第449話 お馬さん

 昔々のお話なんですけど。

 といっても、私が社会人一年目の時のお話なので、まぁ10年ちょっと(ちょっとどころではないけど)前のお話なんですけども。


 会社の先輩に馬主さんがいたんですよ。

 

 びっくりでしょ?

 しかも若い女の人なんですよ。


 そこ、営業部でして、営業って契約を取れば取っただけマージンが入るものですから、成績トップの先輩(馬主先輩とは別の人)なんかはベンツに乗ってるわ時計はロレックスだわで、もうすごいわけです。

 なので、成る程、稼げば馬も買えちゃうんだ、この仕事! なんて思ってですね。


 とりあえずその先輩がどのような経緯で、そしておいくら万円でそのお馬さんを購入したのか等はさすがに聞けなかったんですけども、お休みの日に仲の良い同期とその先輩とで、お馬さんのいる牧場に行こう、という話になったわけです。


 私、北海道民ではあるんですけども、牧場にはあまり縁のない地域といいますか、『○○牧場』という場所はあるんですけども、馬が2頭くらいしかいない上にレストランがメインみたいな牧場だったりするものですから、乗馬体験が出来るような大きな牧場に行くのはたぶん初めてでドキドキしたものです。やべぇ、めっちゃ北海道、とか思ってたような気がします。


 で、牧場に着きますとですね、先輩が奇声を発しながら自分のお馬さんに駆け寄るわけです。キャー! 会いたかったー! みたいな。もうすごくそのお馬さんのことが大好きなんだな、って端から見ても思うんですよ。何か遠距離恋愛中の恋人同士みたいだな、って。札幌から結構離れたところにあるので、休みの度に来るとか難しいんですよ。ましてや当時は休日出勤が当たり前でしたから。


 そんで先輩は会えなかった時間を埋めるように愛馬に乗ったり、ブラッシングをしたりするわけですよ。我々も乗せてもらったり(有料)、まぁ冗談混じりに「君たちも馬買う? ここで面倒見るよ?」みたいな営業をかけられたりしてですね、楽しい時間は過ぎていくわけです。


 帰りの車の中でだったか、その牧場内でだったかは忘れたんですけども、その先輩は自分のお馬がいまのところそこそこ良い成績をおさめていることを話してくれまして、そこでその馬が競走馬であることを知ったわけです。ただ単にちょっとデカくて自宅で飼えないペットというわけではなかったのです。


 何事も勝負の世界は厳しいよな、なんていまの自分(営業)と重ねたりして。


 その時は競走馬の一生なんて全然知りません(いまでも漫画でちょろっと知った程度)でしたし、何となく、レースに出られなくなっても余生はのんびり隠居したら良いじゃないなんて思ってたんですけど、維持費がかかるわけですよね。

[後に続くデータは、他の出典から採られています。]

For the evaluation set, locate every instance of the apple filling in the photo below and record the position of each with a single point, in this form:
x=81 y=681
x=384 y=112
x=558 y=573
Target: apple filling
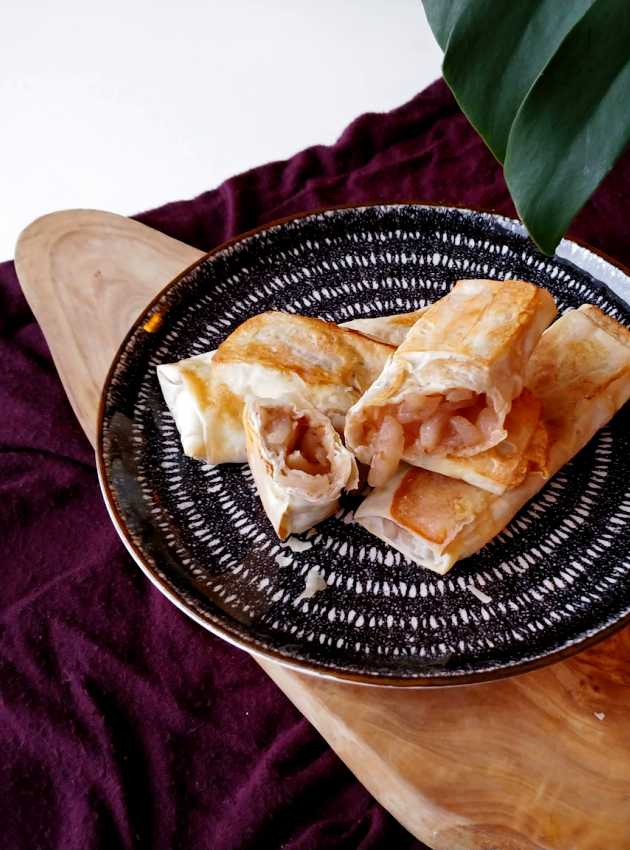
x=449 y=423
x=296 y=440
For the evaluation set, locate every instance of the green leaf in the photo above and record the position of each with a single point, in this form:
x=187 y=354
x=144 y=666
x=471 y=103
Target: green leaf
x=496 y=51
x=573 y=125
x=442 y=16
x=546 y=83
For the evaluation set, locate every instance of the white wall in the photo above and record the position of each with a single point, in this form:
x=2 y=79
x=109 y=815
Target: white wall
x=125 y=104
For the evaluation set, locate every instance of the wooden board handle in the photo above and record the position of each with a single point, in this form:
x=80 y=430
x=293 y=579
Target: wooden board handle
x=541 y=761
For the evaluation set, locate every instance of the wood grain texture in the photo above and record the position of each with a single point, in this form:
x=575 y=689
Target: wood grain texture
x=539 y=761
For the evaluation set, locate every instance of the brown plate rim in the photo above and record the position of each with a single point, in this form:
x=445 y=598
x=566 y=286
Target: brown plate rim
x=302 y=665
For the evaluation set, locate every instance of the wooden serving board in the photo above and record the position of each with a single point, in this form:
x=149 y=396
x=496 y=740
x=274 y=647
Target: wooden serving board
x=539 y=761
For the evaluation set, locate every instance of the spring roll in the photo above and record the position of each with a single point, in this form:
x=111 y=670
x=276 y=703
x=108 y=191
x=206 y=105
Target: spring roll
x=450 y=385
x=299 y=464
x=580 y=372
x=389 y=329
x=267 y=356
x=505 y=465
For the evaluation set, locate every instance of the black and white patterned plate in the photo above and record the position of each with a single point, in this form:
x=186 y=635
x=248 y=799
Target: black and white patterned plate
x=556 y=579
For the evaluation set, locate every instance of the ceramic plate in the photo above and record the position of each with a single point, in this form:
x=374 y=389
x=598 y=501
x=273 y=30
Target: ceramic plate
x=556 y=579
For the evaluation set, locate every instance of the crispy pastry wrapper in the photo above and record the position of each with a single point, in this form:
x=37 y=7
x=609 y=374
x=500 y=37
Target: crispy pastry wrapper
x=449 y=386
x=389 y=329
x=505 y=465
x=299 y=464
x=267 y=356
x=580 y=372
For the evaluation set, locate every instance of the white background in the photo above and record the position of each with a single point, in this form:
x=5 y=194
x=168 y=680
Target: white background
x=126 y=104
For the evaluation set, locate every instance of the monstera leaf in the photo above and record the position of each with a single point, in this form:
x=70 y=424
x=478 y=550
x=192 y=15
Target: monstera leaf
x=546 y=83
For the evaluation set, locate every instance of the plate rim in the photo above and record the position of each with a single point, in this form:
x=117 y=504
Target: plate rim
x=300 y=665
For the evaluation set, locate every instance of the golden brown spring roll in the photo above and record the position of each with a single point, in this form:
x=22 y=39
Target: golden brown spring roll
x=580 y=371
x=505 y=465
x=450 y=385
x=299 y=464
x=267 y=356
x=389 y=329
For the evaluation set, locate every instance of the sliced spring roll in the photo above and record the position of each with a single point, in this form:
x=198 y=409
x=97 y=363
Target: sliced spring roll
x=268 y=356
x=389 y=329
x=450 y=385
x=505 y=465
x=580 y=371
x=299 y=464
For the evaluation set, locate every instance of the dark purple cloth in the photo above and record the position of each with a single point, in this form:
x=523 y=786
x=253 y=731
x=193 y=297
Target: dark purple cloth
x=123 y=723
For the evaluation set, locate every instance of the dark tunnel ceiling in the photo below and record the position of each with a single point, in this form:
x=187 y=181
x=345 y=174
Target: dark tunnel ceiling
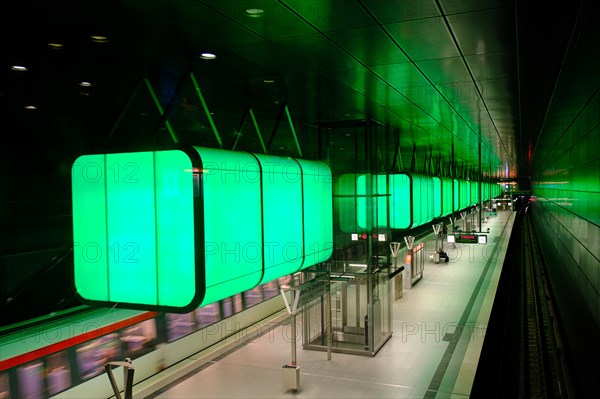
x=444 y=72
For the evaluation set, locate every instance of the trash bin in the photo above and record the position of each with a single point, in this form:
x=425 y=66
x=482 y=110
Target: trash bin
x=291 y=377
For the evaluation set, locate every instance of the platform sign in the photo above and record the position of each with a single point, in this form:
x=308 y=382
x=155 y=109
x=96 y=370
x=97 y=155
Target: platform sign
x=467 y=238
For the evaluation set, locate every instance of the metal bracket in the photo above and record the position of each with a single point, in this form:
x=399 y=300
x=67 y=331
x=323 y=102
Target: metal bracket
x=128 y=371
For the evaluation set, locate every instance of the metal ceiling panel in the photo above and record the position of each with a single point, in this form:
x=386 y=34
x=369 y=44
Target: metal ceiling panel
x=451 y=7
x=423 y=39
x=406 y=10
x=318 y=51
x=494 y=31
x=371 y=46
x=331 y=16
x=268 y=19
x=199 y=20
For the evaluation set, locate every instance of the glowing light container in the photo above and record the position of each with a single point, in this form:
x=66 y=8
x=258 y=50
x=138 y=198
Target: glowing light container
x=176 y=229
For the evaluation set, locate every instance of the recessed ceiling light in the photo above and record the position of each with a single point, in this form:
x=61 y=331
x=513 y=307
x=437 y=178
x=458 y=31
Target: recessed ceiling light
x=208 y=56
x=99 y=38
x=255 y=12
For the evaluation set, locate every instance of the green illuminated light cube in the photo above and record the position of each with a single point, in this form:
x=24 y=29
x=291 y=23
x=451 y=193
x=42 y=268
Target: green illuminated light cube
x=176 y=229
x=410 y=198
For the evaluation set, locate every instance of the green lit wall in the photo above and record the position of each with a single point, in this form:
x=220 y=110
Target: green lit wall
x=410 y=196
x=474 y=190
x=465 y=194
x=456 y=202
x=361 y=201
x=447 y=195
x=400 y=201
x=422 y=199
x=566 y=187
x=173 y=230
x=437 y=197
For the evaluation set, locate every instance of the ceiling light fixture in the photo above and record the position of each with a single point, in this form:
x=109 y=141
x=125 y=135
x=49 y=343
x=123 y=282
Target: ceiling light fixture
x=255 y=12
x=99 y=38
x=208 y=56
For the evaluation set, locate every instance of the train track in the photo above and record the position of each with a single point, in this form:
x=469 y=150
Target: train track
x=542 y=362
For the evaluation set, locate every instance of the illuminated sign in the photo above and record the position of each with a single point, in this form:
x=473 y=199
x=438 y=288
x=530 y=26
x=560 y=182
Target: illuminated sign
x=176 y=229
x=467 y=238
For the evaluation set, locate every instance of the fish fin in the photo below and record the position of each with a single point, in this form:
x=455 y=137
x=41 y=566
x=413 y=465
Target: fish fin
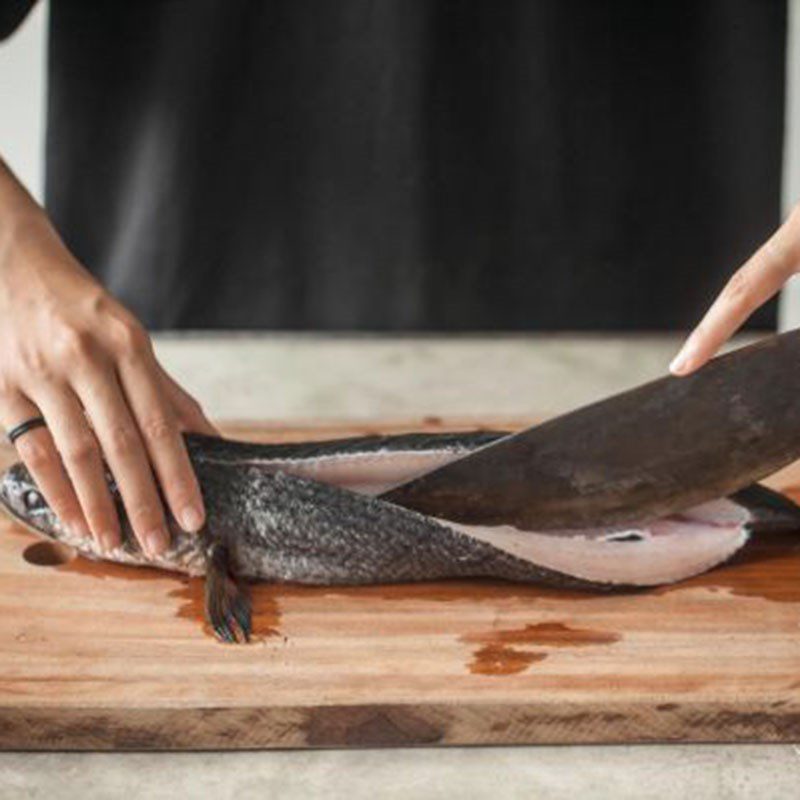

人間の場合、引退したアスリートも指導者や解説者になるなどしてまだまだその道に関わっていられるというか、それで食いぶちくらいは稼げるじゃないですか。でも、馬はそうもいかないんですよね。

 シビアな世界だよなぁ、なんて思ったりして。

 

 それからその先輩は愛馬のためにも頑張らないと、ともりもり働いて、たまの休みにまた会いに行って、何か嬉しそうだなって思ったらまた良い成績をおさめたらしくて、と、そんな感じの日々を過ごしておりまして。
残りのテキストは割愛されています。